New York, 15 gen 05:44 - (Agenzia Nova) - L'amministrazione del presidente degli Stati Uniti, Donald Trump, ha aggiunto altre nove aziende cinesi alla lista delle compagnie controllate o collegate alle Forze armate cinesi. Lo riferisce la stampa Usa, che cita tra le nuove aggiunte il costruttore di smartphone Xiaomi, il costruttore di aeromobili Comac, e la compagnia petrolifera Cnooc. Come per le altre aziende inserite nella lista nera del governo Usa, gli investitori statunitensi avranno tempo fino al prossimo 11 novembre per disinvestire e chiudere la loro esposizione alle compagnie cinesi in questione.

Le banche d'investimento degli Stati Uniti deindicizzeranno un totale di circa 500 prodotti finanziari strutturali quotati ad Hong Kong, in accordo con le direttive emanate dall'amministrazione del presidente Usa Donald Trump. Lo riferisce la stampa Usa, che fa riferimento alla documentazione presentata alla borsa valori della ex colonia britannica da Goldman Sachs, JpMorgan e Morgan Stanley. L'amministrazione Trump ha varato lo scorso 12 novembre il decreto esecutivo 13959, che identifica una serie di aziende controllate o legate alle Forze armate cinesi, e ritenute una minaccia per la sicurezza nazionale. L'ordinanza proibisce investimenti Statunitensi su un totale di 35 aziende cinesi, inclusi tre colossi cinesi delle telecomunicazioni: China Mobile, China Telecommunications, e China United Network Communications, in aggiunta ad aziende produttrici di sistemi di sorveglianza come Hikvision, e di semiconduttori come Smic. Il decreto entra formalmente in vigore lo scorso 11 gennaio, e proibisce a qualunque investitore Usa, inclusi i fondi previdenziali, di effettuare il trading di obbligazioni societarie delle aziende in questione, fatta eccezione per le operazioni di disinvestimento, che saranno possibili sino al prossimo 11 novembre.

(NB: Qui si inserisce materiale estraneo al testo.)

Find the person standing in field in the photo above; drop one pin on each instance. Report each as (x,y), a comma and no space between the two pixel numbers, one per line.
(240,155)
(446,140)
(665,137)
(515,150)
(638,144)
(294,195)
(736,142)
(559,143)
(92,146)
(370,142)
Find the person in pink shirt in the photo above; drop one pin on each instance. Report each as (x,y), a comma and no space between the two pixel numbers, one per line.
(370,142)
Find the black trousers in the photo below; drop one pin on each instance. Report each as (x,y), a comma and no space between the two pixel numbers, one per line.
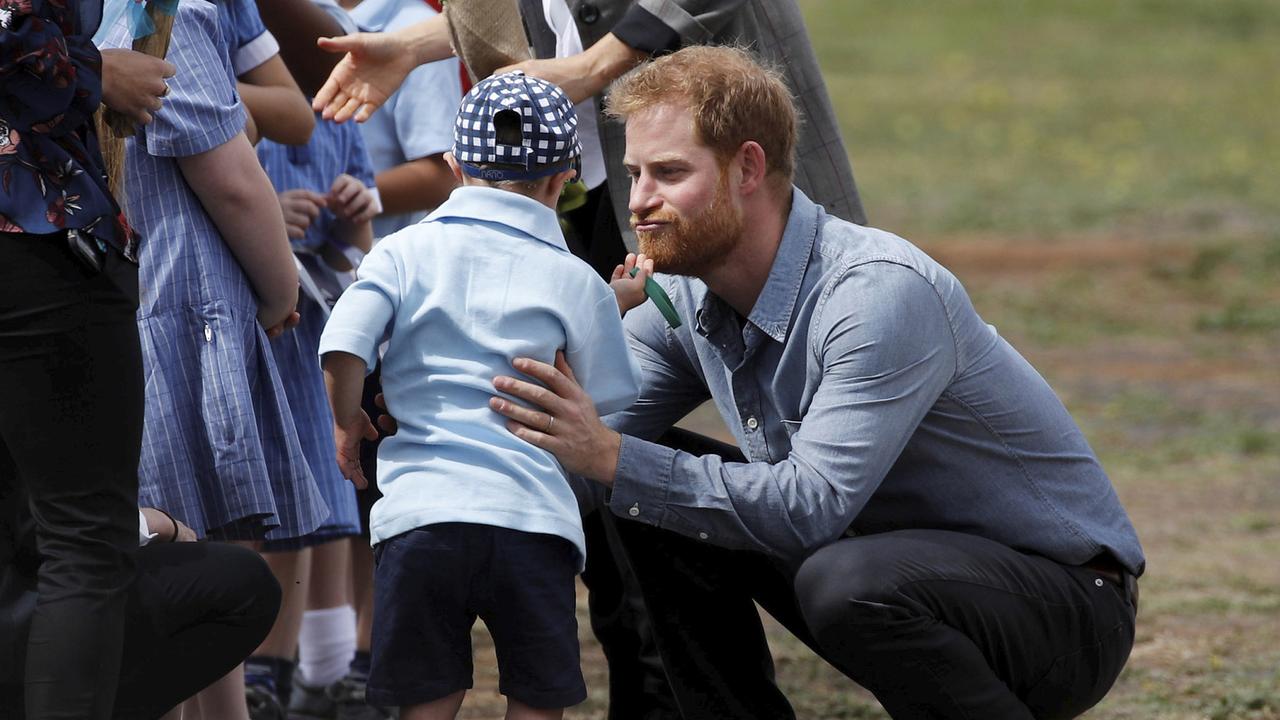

La Borsa di New York (New York Stock Exchange, Nyse) ha rivisto la scorsa settimana i piani per il delisting di tre colossi di Stato cinesi delle telecomunicazioni, pochi giorni dopo aver annunciato la loro esclusione dai listini. La marcia indietro della principale borsa valori del mondo ha innescato un brusco rialzo delle tre aziende interessate, che hanno registrato rialzi sino all'11 per cento sulla borsa d Hong Kong. China Mobile, la maggiore delle tre aziende cinesi, ha chiuso la sessione di scambi mattutina in rialzo del 5,5 per cento; China Unicom Hong Kong ha guadagnato il 6,7 per cento, e China Telecom il 5,7 per cento. Le tre compagnie avrebbero dovuto cessare le contrattazioni sul Nyse già da giovedì, 7 gennaio, ma una nota diffusa ieri sera dalla Borsa di New York ha annunciato che le azioni delle tre società "rimarranno quotate e scambiate sul Nyse, a seguito di ulteriori consultazioni con le autorità regolatorie interessate" e di ulteriori istruzioni da parte dell'Ufficio per il controllo degli asset stranieri (Ofac). Nelle ultime settimane l'amministrazione del presidente Usa, Donald Trump, ha introdotto una serie di misure tese ad ostacolare gli investimenti in aziende vicine o controllate dalle Forze armate cinesi; un decreto varato lo scorso 12 novembre includeva anche i tre colossi statali cinesi delle telecomunicazioni. (Nys)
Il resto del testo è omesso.